When first responders come together in an international disaster response force, they need to share information quickly – between military and civilians, and across borders and languages. NATO has supported the adaptation of a software platform in the Western Balkans, in which maps, videos and pictures can all be shared in real time. It’s called the Next-Generation Incident Command System, or NICS for short, and has been developed by scientists at the Massachusetts Institute of Technology (MIT) in the United States.

The system has been put to use in managing wildfires in California and Australia, and is being deployed across the Western Balkans.

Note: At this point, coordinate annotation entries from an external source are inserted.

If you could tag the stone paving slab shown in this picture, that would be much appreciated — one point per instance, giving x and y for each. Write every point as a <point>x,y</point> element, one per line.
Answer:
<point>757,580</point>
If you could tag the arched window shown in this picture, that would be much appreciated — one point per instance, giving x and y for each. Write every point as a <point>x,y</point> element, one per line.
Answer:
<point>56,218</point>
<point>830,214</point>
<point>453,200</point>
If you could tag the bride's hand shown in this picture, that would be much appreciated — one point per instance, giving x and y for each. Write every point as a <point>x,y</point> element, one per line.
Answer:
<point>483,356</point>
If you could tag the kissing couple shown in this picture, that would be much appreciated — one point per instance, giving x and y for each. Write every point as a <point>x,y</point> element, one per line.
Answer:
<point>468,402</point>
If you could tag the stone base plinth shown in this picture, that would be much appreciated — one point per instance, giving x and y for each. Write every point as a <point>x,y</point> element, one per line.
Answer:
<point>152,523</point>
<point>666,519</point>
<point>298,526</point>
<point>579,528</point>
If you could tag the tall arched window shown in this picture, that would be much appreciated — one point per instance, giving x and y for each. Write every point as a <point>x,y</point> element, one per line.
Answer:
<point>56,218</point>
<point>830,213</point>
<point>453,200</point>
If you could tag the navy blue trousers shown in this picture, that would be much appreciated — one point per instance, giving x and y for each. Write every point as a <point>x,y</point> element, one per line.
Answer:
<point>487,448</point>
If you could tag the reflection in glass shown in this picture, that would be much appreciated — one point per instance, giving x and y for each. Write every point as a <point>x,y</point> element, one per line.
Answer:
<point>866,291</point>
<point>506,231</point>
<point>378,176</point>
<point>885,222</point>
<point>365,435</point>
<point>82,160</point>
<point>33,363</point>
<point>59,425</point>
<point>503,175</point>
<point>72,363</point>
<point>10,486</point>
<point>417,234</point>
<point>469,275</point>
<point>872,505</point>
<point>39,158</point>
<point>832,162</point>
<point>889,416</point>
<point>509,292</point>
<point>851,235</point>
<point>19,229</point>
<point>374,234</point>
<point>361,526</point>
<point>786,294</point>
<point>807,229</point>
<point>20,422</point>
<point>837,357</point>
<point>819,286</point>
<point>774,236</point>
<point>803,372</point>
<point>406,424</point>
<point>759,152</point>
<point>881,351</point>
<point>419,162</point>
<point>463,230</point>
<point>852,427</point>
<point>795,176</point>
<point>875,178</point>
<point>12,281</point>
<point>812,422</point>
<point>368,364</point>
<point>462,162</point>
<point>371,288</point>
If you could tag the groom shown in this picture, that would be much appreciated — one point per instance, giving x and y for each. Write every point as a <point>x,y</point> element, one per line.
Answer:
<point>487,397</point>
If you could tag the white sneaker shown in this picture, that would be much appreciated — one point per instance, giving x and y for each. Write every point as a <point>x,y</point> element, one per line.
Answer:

In this episode of NATO Science, we travel to Montenegro, where NATO scientists conduct live trials of the system in a simulated emergency situation.

Footage includes NICS creator Gregg Hogan explaining how the system works, as well as various shots of the NICS system in use, firefighters from various countries battling barrel fires as part of an exercise scenario, shots of the exercise command centre, and Montenegrin aeroplanes dousing water on simulated bushfires. Please note that exercise footage does not include typical COVID-19 precautions because filming took place before the pandemic.


Dylan White
Oh, hi! If you get your updates from one of these, you’ll know how fast information flows. For first responders, quick access to that information can save lives. How? NATO Science!


Dylan White
Emergencies don’t respect borders. So when first responders need to communicate across countries and organisations, they need a simple system that works quickly. Our scientists have come up with a handy solution.

Project: Next-Generation Incident Command System
Participants: United States, Bosnia and Herzegovina, Croatia, Montenegro, North Macedonia
Supported by the NATO Science for Peace and Security Programme

Gregory Hogan, Programme Manager, MIT Lincoln Laboratory, United States

Gregg Hogan, Massachusetts Institute of Technology (MIT) Lincoln Laboratory
One of the fundamental problems of any kind of disaster response, firefighting, floods, earthquakes, is that many organisations come together that normally don’t work together, so they don’t always know how to communicate or collaborate.

We developed a software platform where everybody can join together and develop ways to share information that they normally don’t know how to share. Maps, videos, pictures, all in real time. We call it the Next-Generation Incident Command System, or NICS for short.

Dylan White
Snappy name, but how does it work?

Gregg Hogan
At the core of NICS is the incident map that displays key information such as incident perimeters, evacuation zones, weather conditions, responder locations and images from the scene. Emergency personnel upload the content directly using either a web-based system or a mobile app. There’s even online spaces where responders can chat with each other in real time.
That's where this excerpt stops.